Fig. 1. Citalopram reduces ISF Aβ concentrations in aged APP/PS1 mice

(A) 12 month old APP/PS1 mice were implanted with microdialysis probes in the hippocampus. Baseline ISF Aβ was established over 8 hours followed by administration of vehicle (PBS) or citalopram (2.5, 5, 10, 20 mg/kg ip). ISF Aβ was sampled every 90 minutes. A repeated measures ANOVA demonstrated a treatment effect of ***p <0.0001. N=5 per group. (B) The mean concentration of ISF Aβ_x-40 at hours 21–24 after drug administration was 103%, 105.8%, 87.6%, 75.5%, and 72.5% (mean % ± SE 3.56) for vehicle and ascending doses of citalopram, respectively, compared to baseline in each mouse. There was a significant reduction in ISF Aβ at 5, 10 and 20 mg/kg citalopram compared to vehicle-treated mice (p=0.003, p<0.0001, and p<0.0001, respectively). Aβ concentrations after 10 mg/kg citalopram were significantly lower than for 5 mg/kg (p=0.02) but did not differ significantly from the 20 mg/kg dose.

Fig. 2. Citalopram reduces amyloid plaque formation and growth in APP/PS1 mice

Six month-old APP/PS1 mice were treated with Citalopram 10mg/kg per day or vehicle i.p. for 28d (Vehicle: n=6 mice, 49 plaques; Citalopram: n=8 mice, 116 plaques) and imaged using 2 photon microscopy. (A) Representative multiphoton micrographs of individual amyloid plaques in the cortex of APP/PS1 mice before (0d) and 28 days after treatment. A repeated measures ANOVA indicated that Citalopram attenuated the growth of pre-existing plaques. P: plaque; CAA: cerebral amyloid angiopathy; New P: newly appearing plaque. (B) Analysis using a cumulative logit model demonstrated that Citalopram reduced the likelihood of plaque growth, but did not induce plaque regression (C) Citalopram also reduced the appearance of new plaques based on comparison using a Wilcoxon rank-sum test (D), and inhibited CAA progression, based on a comparison using a t-test (E) during the 28 days of treatment compared to vehicle control. Scale bar, 50 μM; *P < 0.05; ** P < 0.01, ***P<0.001, **** P < 0.001 for Odds Ratio. Values represent mean ± SE.

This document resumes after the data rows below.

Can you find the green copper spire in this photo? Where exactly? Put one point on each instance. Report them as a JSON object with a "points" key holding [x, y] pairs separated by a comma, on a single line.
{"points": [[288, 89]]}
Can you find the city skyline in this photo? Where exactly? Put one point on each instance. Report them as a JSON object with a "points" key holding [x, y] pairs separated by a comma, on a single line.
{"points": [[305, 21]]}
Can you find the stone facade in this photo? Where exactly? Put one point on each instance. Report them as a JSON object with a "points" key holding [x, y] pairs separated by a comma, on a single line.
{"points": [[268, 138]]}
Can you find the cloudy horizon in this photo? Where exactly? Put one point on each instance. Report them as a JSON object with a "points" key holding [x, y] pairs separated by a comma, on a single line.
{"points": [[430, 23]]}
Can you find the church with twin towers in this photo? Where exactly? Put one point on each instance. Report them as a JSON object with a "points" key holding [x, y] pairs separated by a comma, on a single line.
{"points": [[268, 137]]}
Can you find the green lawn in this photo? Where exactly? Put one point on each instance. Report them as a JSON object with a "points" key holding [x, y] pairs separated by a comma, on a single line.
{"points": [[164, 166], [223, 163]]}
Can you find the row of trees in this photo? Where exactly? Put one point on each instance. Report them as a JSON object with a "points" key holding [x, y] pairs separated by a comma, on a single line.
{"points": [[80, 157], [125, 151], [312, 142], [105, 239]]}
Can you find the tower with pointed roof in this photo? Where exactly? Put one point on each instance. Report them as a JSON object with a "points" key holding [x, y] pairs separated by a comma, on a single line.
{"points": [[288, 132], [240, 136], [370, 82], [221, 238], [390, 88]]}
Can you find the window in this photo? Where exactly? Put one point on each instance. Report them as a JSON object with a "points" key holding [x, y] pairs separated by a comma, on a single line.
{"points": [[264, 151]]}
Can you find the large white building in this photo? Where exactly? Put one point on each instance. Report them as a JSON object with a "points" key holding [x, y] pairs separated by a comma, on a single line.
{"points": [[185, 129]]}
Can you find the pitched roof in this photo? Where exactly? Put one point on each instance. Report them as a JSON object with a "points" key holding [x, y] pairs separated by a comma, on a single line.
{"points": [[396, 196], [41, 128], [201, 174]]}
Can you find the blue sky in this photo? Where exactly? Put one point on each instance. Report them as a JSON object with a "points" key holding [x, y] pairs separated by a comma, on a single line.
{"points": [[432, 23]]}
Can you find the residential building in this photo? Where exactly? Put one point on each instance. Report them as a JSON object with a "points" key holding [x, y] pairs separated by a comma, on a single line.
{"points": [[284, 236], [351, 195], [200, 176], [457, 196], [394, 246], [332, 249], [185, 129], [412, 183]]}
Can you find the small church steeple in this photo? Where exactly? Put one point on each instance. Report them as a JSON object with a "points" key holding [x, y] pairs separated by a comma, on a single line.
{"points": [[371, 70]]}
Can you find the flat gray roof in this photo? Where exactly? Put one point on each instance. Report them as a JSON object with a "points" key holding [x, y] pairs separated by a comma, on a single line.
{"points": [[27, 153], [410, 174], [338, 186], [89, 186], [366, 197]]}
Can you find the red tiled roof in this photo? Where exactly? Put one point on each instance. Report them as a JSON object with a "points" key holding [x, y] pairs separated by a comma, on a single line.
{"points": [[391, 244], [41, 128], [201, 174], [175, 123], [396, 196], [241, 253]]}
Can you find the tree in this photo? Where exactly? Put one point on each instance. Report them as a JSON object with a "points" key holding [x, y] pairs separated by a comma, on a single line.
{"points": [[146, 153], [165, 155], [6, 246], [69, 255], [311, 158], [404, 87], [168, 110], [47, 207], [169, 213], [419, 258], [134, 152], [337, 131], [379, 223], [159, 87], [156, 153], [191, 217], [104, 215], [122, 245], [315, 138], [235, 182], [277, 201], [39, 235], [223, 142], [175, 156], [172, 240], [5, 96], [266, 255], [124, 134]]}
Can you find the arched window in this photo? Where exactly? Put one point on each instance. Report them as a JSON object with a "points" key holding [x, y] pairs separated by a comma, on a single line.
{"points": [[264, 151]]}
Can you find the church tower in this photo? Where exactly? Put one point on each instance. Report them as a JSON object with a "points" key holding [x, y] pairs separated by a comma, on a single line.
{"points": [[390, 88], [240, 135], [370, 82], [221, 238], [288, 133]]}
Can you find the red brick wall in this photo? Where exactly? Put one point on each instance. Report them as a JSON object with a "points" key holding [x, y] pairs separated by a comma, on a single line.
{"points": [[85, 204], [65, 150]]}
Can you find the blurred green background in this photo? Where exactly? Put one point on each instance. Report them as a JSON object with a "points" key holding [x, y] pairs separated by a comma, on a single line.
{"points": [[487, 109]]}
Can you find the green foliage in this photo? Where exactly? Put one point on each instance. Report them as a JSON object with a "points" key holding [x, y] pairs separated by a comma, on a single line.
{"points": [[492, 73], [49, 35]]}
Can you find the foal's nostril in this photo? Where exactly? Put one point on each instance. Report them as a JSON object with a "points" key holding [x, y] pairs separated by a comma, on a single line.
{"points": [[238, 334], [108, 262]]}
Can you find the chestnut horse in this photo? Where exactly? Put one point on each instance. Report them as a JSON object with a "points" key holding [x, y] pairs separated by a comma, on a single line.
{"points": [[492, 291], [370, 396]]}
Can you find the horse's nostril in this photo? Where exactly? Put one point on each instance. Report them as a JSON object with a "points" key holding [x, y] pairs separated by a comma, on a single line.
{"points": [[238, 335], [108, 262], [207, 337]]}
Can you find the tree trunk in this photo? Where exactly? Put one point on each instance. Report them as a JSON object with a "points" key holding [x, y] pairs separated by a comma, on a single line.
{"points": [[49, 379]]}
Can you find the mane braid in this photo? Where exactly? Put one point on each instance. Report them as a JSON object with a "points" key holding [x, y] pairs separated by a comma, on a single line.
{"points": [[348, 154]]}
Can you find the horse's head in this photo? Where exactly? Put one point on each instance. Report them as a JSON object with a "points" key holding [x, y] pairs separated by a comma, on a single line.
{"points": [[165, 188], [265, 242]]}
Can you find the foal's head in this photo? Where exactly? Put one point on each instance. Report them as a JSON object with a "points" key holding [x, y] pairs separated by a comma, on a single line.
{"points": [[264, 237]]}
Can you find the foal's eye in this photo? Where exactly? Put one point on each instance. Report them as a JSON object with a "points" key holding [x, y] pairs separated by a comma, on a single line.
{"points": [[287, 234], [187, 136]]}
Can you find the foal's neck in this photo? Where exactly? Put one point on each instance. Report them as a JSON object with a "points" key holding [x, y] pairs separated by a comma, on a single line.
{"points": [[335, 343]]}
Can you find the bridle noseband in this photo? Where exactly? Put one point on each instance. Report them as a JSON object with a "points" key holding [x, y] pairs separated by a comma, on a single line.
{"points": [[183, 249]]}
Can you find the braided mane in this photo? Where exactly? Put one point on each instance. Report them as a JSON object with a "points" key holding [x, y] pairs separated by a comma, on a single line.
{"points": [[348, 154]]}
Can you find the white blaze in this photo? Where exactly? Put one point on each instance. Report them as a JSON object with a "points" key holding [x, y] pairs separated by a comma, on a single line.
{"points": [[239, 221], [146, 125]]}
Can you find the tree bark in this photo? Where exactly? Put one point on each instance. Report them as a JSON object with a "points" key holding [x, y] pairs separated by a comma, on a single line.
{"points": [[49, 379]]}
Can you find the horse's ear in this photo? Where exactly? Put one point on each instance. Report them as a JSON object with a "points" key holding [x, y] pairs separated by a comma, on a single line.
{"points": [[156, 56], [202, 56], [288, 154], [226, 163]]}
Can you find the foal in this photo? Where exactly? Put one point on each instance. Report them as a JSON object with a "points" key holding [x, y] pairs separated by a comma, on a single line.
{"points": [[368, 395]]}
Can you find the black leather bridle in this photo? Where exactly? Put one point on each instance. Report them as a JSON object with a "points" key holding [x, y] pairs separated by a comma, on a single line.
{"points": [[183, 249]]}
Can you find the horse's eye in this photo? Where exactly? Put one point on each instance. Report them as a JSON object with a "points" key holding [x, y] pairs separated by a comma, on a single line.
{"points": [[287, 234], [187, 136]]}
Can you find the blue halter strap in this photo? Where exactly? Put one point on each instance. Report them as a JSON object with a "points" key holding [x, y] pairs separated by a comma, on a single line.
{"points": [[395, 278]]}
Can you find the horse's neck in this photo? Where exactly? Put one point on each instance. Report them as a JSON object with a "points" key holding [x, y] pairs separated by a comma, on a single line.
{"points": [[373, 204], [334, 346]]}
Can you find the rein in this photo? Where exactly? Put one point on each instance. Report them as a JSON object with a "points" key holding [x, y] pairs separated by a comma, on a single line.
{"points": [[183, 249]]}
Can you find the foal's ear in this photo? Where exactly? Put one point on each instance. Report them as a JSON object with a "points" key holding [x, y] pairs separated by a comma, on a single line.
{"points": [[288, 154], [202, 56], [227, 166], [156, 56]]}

Fig. 3. Citalopram reduces CSF Aβ concentrations and production rate in healthy human volunteers

(A) Comparison of hourly CSF Aβ concentrations over 37 hours of sampling in healthy human volunteers treated with citalopram or placebo. (B) Using repeated measures ANOVA, subjects who received citalopram had lower mean CSF concentrations of Aβ (31.4 +/− 0.64) ng/mL over hours 8–45 compared with placebo (50.3+/− 0.99) ng/mL (p=0.001). (C) Newly generated Aβ is decreased following administration of citalopram compared with placebo, determined from incorporation of 13C-Leucine; 13C-Leucine is not radioactive but the different isotope can be detected by mass spectrometry. (D) The mean production rate of Aβ over hours 13–22 was significantly slower in citalopram-treated individuals [1.33 (0.16) versus 2.11 (0.20) ng/ml/hr, p=0.005], but the clearance rate of Aβ was unchanged [−0.61 (0.14) versus −0.96 (0.16) ng/ml/hr, p=0.115]. Values represent mean and 95% CI (A, C) and mean ± SE (B, D) and p-values are based on repeated measures ANOVA derived approximate t-tests.